"I can't believe Leena does this every week."

"Seriously. I think it's be easier to translate hieroglyphics."

"Well, with hieroglyphs you'd at least have the Rosetta Stone. This is just…Is this some kind of 'new guy' hazing?"

"No. Are you holding it upside down?"

"I have no idea."

Standing in the small Univille grocery store, Claudia and Steve peered down at the four shopping lists provided by their co-workers. Normally, Leena kept the kitchen at the B&B stocked, but, as she was laid up with a nasty case of the flu, Steve had volunteered to help out.

Claudia had decided to accompany him to make sure he came home with some veggies and not just a cart of bacon. He'd responded to her teasing by brandishing the lists he'd collected from the others. On top was Leena's neatly penned list of the B&B basics, bread, milk, cold cuts, cereal etc. All very straight forward…until Claudia flipped through the papers as they stood in the produce section.

On the plus side, Myka's was legible, but the others….

As neat as Artie's writing was on his beloved index cards, it was damn near indecipherable when scrawled distractedly on a loose scrap of paper and Pete's…well, it looked like no written language either of them were familiar with.

"This might be…pomegranate chunks?
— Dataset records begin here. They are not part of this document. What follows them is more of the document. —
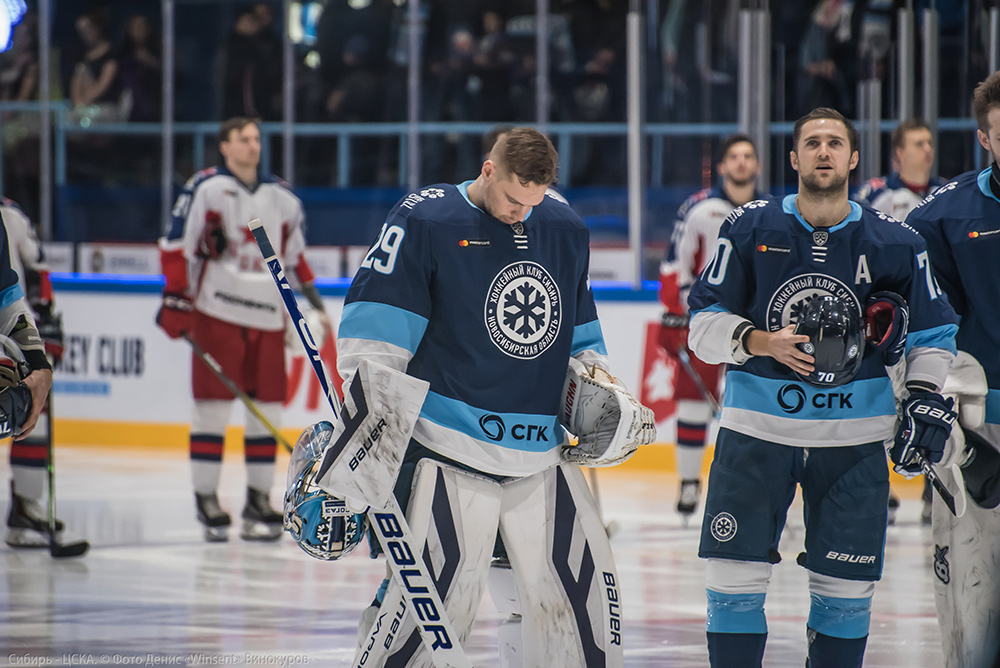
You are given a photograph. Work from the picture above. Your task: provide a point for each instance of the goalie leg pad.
(566, 580)
(966, 554)
(453, 515)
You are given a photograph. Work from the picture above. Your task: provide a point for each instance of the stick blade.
(74, 549)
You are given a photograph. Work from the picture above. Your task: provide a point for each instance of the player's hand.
(673, 332)
(39, 383)
(175, 315)
(924, 425)
(783, 346)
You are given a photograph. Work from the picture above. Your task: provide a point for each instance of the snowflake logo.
(523, 311)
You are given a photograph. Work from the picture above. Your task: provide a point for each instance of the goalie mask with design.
(318, 521)
(836, 340)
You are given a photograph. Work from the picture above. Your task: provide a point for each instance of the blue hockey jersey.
(961, 223)
(769, 263)
(488, 313)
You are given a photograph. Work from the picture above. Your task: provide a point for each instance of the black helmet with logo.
(836, 340)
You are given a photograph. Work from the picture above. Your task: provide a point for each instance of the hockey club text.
(411, 578)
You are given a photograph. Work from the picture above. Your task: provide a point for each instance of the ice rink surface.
(152, 592)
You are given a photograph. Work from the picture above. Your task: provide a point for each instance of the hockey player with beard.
(782, 302)
(27, 525)
(481, 290)
(961, 223)
(219, 293)
(691, 245)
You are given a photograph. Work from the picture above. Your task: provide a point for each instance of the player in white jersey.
(27, 525)
(692, 243)
(961, 222)
(219, 293)
(896, 195)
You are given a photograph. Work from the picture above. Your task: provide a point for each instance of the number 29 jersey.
(488, 313)
(769, 263)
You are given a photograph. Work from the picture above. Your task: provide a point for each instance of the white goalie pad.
(371, 435)
(568, 592)
(609, 423)
(454, 516)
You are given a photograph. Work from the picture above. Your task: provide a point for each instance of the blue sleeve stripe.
(382, 322)
(11, 295)
(935, 337)
(588, 336)
(515, 431)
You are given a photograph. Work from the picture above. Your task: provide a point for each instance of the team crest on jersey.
(723, 527)
(790, 300)
(523, 310)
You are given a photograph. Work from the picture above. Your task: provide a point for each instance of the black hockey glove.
(924, 426)
(886, 319)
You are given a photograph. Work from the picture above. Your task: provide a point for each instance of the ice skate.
(893, 507)
(687, 502)
(27, 525)
(260, 521)
(213, 517)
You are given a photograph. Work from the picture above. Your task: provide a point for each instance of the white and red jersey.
(26, 253)
(692, 244)
(235, 287)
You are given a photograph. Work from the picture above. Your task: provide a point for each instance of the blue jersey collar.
(789, 207)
Do pomegranates come chunked?"

"Oatmeal!" Claudia exclaimed, pointing at one item on Artie's list. "I'm sure that says oatmeal. We can get the fixings for oatmeal cookies and hope that's what the rest of the stuff is."

Steve nodded, then paused. "Do you know how to make oatmeal cookies?"

Whipping out her phone, Claudia quipped, "Google is our friend."

"Which leaves us with Pete's stuff."

"Okay, we can do this. This is Pete. What does Pete like?"

"What doesn't Pete like?" Steve mused. "He eats like a stoned frat boy."

Claudia snorted. "Let's work from that. Pomegranate chunks is…."

"Potato chips! And I'm betting Incan is Ice Cream." Steve felt a bit triumphant that they'd managed to decode that much.

"Gonorrhea dog is garlic & herb dip!" Claudia said with a laugh and then quieted as one of the locals gave them a funny look. Steve gave the older woman a smile, but she just glowered and wandered off.

"I always thought small towns were supposed to be friendly," Steve mused as he loaded the cart with the veggies requested by Lena.

"They are," Claudia answered, piling on the fruit, "They just hate us, cause they think we're IRS."

"IRS?" Steve said, wrinkling his nose. "Any appetite I had left after the Gonorrhea dog comment is gone now."

"They do say it's a bad idea to shop hungry," Claudia laughed, gripping the front of the cart and stepping up onto the foot bar as Steve pushed the wagon toward the deli.

They totally had this mission under control.